Как ни замкнута кремлевская элита, из нее время от времени кого-то выгоняют, и обиженный сразу или почти сразу, то есть со всеми своими кремлевскими привычками, оказывается в прямом эфире телеканала НТВ: например, 19 февраля 1997 года экс-фаворит Коржаков долго рассказывал о себе телезрителям, избегая при этом не только «я», но даже и «мне». А 23 февраля того же года только что снятый с поста министра обороны генерал Родионов объяснял зрителям «Итогов», что «покатили бочку, обвиняя во всех смертных грехах» — ни кто на кого катил, ни кто кого обвинял. Эти двое, конечно, могли усвоить манеру бывшего начальника невольно и некритически, но вот Юрий Батурин, ныне космонавт-исследователь, а прежде личный консультант Ельцина по военным вопросам, — человек образованный и по-своему блестящий, на Коржакова и Родионова не похож. Говорит он хорошо, однако и он (еще в качестве кремлевского консультанта) говаривал «сегодня слышал» и прочее в этом же I-less Past роде (НТВ, «Сегодня», 17.VII.1997) — у такого человека, как Батурин, это было, конечно, особенно заметно.
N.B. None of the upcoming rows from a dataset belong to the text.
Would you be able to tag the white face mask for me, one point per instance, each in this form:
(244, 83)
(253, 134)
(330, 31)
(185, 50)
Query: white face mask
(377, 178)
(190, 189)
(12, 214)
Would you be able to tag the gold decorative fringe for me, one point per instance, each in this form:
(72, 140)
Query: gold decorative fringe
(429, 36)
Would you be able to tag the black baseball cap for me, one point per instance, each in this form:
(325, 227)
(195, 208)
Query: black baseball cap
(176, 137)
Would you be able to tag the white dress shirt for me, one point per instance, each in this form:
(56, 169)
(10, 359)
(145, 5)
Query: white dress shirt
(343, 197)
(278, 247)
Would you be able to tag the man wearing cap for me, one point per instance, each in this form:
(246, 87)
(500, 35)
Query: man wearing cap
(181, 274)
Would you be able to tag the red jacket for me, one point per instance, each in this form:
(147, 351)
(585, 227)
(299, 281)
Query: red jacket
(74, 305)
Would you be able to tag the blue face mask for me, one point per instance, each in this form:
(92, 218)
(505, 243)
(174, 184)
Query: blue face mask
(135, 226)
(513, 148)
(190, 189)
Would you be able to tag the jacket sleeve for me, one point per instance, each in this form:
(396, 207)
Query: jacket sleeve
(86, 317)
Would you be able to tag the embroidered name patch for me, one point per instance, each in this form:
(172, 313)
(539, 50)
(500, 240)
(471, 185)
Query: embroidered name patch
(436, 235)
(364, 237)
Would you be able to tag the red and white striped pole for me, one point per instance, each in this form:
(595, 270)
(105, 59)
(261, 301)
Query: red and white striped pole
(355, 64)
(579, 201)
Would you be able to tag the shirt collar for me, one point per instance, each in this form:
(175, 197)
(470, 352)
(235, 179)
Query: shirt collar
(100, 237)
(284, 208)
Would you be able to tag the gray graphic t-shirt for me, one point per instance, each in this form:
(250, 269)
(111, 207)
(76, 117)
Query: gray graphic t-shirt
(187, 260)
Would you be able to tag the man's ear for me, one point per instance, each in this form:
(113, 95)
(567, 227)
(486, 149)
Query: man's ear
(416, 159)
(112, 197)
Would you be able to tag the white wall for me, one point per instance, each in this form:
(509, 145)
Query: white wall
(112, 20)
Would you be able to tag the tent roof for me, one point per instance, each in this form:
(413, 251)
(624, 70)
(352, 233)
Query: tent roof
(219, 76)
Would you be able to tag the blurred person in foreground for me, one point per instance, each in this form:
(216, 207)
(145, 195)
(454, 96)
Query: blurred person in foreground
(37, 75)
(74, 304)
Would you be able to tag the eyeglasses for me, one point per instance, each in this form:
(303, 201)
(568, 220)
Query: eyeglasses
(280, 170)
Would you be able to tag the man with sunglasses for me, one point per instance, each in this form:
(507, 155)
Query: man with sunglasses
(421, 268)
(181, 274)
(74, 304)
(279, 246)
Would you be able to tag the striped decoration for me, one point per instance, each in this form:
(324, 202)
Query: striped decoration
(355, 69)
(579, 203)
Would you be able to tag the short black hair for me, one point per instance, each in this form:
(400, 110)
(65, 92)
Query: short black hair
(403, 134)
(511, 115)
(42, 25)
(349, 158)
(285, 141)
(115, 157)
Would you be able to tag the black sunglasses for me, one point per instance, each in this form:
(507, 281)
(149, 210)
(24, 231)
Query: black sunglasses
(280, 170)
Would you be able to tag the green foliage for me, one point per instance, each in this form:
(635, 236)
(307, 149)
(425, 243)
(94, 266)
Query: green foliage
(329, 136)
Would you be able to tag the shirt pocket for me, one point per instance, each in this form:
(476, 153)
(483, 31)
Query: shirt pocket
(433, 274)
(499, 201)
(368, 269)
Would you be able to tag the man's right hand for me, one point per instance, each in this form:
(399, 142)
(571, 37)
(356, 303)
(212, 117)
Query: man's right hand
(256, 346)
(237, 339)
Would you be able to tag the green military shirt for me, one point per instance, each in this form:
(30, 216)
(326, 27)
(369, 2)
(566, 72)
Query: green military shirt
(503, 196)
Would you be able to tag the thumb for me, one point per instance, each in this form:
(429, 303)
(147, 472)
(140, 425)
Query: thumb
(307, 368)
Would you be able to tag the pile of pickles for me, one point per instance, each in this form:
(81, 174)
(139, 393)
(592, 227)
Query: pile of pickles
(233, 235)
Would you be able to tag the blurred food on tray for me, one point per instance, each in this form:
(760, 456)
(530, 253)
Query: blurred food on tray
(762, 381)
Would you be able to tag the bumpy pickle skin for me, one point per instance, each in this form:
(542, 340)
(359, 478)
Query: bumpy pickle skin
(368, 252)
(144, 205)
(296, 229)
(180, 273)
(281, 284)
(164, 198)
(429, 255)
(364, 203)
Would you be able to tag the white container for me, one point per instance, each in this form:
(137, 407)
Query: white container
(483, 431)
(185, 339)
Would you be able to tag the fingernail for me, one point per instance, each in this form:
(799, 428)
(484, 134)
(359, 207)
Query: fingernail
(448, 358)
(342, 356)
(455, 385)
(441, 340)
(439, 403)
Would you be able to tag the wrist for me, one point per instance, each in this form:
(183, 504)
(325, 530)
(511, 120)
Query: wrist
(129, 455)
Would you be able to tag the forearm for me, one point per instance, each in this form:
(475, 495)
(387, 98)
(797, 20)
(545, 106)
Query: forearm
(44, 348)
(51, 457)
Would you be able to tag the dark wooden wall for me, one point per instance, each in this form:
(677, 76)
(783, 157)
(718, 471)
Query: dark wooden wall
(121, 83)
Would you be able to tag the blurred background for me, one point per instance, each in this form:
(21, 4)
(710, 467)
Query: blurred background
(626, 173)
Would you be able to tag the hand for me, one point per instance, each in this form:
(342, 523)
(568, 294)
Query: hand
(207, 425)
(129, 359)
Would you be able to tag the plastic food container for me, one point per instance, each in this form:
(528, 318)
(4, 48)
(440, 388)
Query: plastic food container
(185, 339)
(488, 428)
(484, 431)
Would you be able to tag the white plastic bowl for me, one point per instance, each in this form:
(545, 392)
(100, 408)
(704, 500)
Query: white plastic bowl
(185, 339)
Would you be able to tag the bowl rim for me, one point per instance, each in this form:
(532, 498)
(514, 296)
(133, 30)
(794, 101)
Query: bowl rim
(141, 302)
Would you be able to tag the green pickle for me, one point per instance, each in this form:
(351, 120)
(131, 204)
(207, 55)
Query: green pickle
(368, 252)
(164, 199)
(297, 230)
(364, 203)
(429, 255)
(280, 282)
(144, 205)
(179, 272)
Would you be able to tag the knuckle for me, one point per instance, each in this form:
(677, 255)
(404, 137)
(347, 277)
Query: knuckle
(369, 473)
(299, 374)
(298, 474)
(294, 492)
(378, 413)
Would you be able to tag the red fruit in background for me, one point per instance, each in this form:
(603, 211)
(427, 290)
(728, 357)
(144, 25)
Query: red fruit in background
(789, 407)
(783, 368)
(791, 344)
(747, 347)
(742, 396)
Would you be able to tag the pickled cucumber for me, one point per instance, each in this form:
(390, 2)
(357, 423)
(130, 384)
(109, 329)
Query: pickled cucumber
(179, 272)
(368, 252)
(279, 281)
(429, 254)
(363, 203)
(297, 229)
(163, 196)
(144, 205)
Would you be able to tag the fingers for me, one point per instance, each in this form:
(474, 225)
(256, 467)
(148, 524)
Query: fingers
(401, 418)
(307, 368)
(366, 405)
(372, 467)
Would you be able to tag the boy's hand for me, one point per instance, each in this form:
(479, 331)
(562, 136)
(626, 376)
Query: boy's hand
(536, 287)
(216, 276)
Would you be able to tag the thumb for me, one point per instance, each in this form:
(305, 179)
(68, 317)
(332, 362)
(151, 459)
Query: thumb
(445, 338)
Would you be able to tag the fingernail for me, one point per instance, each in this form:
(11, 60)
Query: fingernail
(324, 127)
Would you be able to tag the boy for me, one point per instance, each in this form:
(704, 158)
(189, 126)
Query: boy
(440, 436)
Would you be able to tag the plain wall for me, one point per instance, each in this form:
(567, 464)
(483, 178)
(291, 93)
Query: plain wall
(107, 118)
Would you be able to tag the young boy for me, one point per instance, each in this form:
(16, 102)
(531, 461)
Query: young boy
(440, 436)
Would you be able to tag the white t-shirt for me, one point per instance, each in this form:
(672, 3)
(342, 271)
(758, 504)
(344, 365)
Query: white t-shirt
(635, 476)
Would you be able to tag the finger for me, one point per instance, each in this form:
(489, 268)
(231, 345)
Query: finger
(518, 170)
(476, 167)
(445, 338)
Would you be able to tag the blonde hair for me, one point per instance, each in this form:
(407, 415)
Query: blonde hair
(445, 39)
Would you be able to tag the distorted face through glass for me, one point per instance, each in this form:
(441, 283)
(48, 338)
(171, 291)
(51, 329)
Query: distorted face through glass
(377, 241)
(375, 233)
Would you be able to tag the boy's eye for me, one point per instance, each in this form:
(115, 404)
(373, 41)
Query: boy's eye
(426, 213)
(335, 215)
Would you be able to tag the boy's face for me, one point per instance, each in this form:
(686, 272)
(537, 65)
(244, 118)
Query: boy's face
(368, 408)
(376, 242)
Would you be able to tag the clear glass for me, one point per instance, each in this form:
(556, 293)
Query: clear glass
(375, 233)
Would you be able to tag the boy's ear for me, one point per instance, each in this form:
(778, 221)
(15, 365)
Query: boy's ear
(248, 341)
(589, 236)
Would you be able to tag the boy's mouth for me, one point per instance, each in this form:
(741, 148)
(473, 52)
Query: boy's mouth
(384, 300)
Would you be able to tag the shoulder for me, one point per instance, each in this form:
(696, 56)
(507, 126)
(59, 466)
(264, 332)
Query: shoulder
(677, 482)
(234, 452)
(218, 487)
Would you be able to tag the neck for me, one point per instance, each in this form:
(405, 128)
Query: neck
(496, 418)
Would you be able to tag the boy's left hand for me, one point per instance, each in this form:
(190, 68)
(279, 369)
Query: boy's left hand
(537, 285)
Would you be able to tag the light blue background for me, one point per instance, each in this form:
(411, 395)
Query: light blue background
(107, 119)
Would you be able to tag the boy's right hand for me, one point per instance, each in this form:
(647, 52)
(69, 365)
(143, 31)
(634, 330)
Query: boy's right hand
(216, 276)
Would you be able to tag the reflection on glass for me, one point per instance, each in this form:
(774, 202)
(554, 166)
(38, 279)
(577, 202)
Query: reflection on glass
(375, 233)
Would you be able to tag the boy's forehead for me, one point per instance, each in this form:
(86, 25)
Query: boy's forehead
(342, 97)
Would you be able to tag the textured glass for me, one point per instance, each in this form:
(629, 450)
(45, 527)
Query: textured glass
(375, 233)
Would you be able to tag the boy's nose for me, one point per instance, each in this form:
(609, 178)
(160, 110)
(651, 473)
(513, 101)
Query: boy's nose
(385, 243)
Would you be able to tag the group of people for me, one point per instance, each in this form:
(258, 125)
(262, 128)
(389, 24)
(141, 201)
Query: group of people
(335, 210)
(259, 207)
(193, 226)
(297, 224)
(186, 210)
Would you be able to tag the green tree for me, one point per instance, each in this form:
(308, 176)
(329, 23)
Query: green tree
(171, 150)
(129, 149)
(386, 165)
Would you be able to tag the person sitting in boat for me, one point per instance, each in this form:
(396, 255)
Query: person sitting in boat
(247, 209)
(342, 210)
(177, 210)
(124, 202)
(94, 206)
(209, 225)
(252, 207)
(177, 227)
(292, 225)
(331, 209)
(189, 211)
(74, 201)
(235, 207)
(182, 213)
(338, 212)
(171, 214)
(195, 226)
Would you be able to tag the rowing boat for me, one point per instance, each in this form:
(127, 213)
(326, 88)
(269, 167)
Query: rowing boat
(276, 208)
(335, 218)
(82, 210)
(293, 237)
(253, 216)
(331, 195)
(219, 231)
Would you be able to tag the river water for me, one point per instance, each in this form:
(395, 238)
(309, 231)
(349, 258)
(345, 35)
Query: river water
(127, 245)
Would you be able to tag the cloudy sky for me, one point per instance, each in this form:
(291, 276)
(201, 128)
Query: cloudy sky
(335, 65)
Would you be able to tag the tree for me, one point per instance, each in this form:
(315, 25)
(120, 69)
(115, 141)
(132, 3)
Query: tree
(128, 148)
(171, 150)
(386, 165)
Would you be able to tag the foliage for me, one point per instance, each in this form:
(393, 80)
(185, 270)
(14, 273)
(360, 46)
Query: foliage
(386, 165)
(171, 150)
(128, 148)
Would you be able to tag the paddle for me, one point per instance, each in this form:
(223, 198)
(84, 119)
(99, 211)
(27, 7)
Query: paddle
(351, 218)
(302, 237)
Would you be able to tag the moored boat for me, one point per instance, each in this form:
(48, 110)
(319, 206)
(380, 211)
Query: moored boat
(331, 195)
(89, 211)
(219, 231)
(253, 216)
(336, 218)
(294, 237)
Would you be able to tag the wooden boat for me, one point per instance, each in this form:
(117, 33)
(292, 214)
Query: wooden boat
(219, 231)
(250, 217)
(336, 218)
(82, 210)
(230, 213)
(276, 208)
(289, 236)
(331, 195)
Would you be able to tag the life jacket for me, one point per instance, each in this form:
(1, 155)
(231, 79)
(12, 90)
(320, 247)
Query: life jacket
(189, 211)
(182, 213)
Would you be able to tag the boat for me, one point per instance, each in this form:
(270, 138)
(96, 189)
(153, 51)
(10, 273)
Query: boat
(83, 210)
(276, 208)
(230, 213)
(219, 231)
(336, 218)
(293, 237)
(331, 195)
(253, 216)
Накоплению материала неожиданно способствовала болезнь Ельцина, сначала отрицавшаяся, затем признанная и, наконец, исцеленная: в это время пресс-секретарь президента Сергей Ястржембский едва ли не каждый день отчитывался в прямом эфире о здоровье патрона и говорил, стало быть, не просто от лица Кремля, но вдобавок об обычно тайной внутренней жизни Кремля; в этот же период порой можно было слышать в прямом эфире даже жену Ельцину и — что совсем уж необычно — его дочерей, хотя чаще всех говорил, естественно, Ястржембский. Как и Батурин, он человек образованный и с неплохими навыками устной речи, так что с Коржаковым и Родионовым как оратор просто несопоставим; правда, речь его беднее речи Батурина, но это может объясняться различием задач: консультант должен быть прежде всего умным, а пресс-секретарь — прежде всего исполнительным. И, разумеется, грамотным. Поэтому именно из речевой манеры Ястржембского (кстати, почти не имевшего дела лично с президентом) было видно, что «кремлевский эллипсис» обрел статус престижного и даже находящегося в состоянии грамматической экспансии речевого приема.

Так, 24 января 1997 года, рассказывая на НТВ о здоровье Ельцина, Ястржембский о самом себе сказал «общался с президентом» и так воспроизвел вышеописанный эллипсис, а позднее, говоря о жене и дочерях Ельцина, которым разрешалось навещать отца семейства после операции, стал опускать подлежащее уже и в третьем лице: не «Наина Иосифовна (или Татьяна Борисовна) побывала, повидала, рассказала», а просто «повидала, рассказала» («Итоги», 23.II.1997). Между тем Н. И. Ельцина о себе не говорила вообще, зато о муже говорила без подлежащего: например, «выйдет из наркоза». Следует сразу оговорить, что обе дочери Ельцина оказались этому стилю совершенно чужды: о себе каждая из них говорила «я», а о родителях даже не «отец» и «мать», а «папа» и «мама», то есть в раскованной современной манере.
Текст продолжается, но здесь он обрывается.